Urbanisation of Outlets, by Peter Gamble

Urban outlet centres have been with us for some time in Europe. Metzingen and our own centre at Brennero form the heart of their two small towns. Successful outlets like Wolfsburg, Roermond, Swindon, Gun Wharf Quays and Gloucester have regenerated former industrial and dockland areas at the edge of their respective city centres. Bicester is now designated as being within the town centre and so could be argued to be an urban outlet.


There is now a growing trend towards urban outlets driven by:

  • the statutory planning challenges of green field sites
  • development opportunities and mainstream retail over capacity in attractive urban centres
  • the gathering pace of mixed use urban regeneration – versus purely retail led development
  • a renewed appetite across the generations for attractive urban environments & authenticity
  • together with the particular and growing impact of urban millennials


Leading operators continue to seek and develop at the edge of urban centres, creating ever closer relationships with historic hearts. McArthur Glen’s new development at Remscheid regenerates an industrial site close to the city centre building on the success of Roermond by forging an even stronger link with the heart of the city.

There is an irony behind many of the successful European outlets on green field sites; they seek to recreate the character of historic urban centres, because this is the kind of environment that their customers are looking for.

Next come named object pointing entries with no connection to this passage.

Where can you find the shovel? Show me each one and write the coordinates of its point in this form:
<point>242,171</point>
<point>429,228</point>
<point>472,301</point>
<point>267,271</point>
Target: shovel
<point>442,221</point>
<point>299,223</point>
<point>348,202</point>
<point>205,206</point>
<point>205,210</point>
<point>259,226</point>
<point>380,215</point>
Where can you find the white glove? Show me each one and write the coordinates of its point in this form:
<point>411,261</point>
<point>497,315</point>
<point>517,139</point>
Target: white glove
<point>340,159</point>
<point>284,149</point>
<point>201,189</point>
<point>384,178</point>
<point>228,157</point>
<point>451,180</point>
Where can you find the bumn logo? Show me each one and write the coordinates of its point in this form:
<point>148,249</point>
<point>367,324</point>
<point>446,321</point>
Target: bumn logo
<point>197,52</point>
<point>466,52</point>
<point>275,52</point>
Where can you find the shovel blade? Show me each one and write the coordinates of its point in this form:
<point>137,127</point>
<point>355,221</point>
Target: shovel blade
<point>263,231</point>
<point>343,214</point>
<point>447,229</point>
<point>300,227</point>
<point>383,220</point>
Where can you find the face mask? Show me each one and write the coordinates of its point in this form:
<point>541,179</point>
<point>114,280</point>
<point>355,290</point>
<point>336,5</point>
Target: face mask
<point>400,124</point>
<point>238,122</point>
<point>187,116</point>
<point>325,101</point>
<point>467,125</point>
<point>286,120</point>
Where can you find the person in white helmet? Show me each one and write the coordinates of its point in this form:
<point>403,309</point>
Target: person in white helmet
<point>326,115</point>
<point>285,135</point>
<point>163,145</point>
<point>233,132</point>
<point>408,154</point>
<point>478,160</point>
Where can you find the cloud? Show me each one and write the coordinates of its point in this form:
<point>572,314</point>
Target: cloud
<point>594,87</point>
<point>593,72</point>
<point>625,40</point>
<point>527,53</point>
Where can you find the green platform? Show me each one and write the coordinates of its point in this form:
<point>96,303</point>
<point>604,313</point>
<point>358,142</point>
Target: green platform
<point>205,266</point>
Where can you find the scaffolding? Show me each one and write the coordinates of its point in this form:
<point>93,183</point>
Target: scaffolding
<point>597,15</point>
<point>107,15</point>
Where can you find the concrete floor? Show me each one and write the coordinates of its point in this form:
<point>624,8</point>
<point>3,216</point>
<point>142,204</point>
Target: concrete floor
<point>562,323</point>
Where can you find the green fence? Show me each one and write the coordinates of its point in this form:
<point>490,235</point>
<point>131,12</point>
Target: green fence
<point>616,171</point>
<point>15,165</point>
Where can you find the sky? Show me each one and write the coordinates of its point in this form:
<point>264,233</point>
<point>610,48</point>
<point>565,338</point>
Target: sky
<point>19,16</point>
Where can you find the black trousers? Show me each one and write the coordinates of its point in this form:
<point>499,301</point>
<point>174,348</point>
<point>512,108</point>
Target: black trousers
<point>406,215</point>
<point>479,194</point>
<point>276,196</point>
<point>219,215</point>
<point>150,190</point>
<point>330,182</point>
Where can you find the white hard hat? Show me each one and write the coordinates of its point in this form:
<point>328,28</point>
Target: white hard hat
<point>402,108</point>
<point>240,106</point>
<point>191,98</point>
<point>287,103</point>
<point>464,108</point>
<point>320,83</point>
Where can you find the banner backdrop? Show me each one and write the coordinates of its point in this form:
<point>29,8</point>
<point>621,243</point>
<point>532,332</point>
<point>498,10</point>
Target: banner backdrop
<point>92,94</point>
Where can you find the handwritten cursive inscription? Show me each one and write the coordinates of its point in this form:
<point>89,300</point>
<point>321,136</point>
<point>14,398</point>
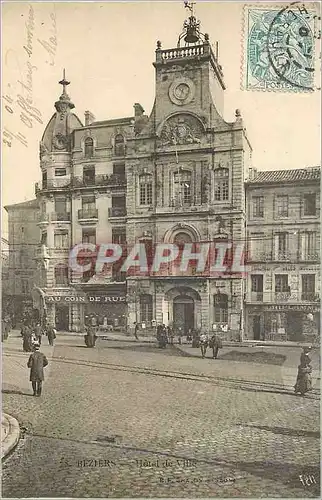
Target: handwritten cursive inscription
<point>30,27</point>
<point>51,45</point>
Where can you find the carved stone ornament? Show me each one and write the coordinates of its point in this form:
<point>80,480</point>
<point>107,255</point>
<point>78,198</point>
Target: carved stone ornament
<point>181,129</point>
<point>60,142</point>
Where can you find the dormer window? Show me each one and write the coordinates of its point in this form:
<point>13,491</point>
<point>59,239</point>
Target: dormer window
<point>89,147</point>
<point>221,181</point>
<point>119,145</point>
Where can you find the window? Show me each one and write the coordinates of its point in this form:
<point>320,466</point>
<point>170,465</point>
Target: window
<point>221,181</point>
<point>309,207</point>
<point>146,308</point>
<point>88,203</point>
<point>182,188</point>
<point>44,180</point>
<point>43,240</point>
<point>257,282</point>
<point>89,147</point>
<point>61,239</point>
<point>119,235</point>
<point>308,246</point>
<point>281,241</point>
<point>89,236</point>
<point>258,206</point>
<point>221,308</point>
<point>119,169</point>
<point>61,275</point>
<point>282,206</point>
<point>89,175</point>
<point>119,145</point>
<point>60,172</point>
<point>60,205</point>
<point>257,286</point>
<point>281,283</point>
<point>25,286</point>
<point>145,182</point>
<point>308,287</point>
<point>258,246</point>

So far, though, outlets have been welcome but self contained agents of urban regeneration. The exciting recent development is the increasing interest in outlet as a driver of regeneration of mixed use developments in the heart of cities. Centres like London Designer Outlet and The Lowry play their part alongside varying proportions of urban residential, leisure, and commercial uses to create attractive urban destinations.


How far could a trend towards greater integration go? Two recent examples offer a glimpse of the future in very different ways:

  • Assembly Row, Boston in the US rebuilds a part of the city on the riverfront, regenerating a former industrial site. It is a comprehensively planned piece of urban regeneration, vertically integrated with residential and commercial uses, set in a high quality landscaped public realm including a new riverfront park. An attractive new city district drawing a new generation to a vision of urban living.
  • Bad Munstereifel is an ambitious piece of incremental regeneration; bringing a picturesque, but declining, town centre back to life. This historic northern German town is the real thing; with the streets, squares and water’s edge that respond to our deep seated sense of place. The way that the City Outlet weaves into the fabric of the town revitalizes neighbouring locally owned businesses; the line between town and outlet is rather attractively blurred.


Outlets have become a recognized force in retailing over the last ten years. The really exciting prospect is that they could now also be a key part of a wave of urban regeneration in the future.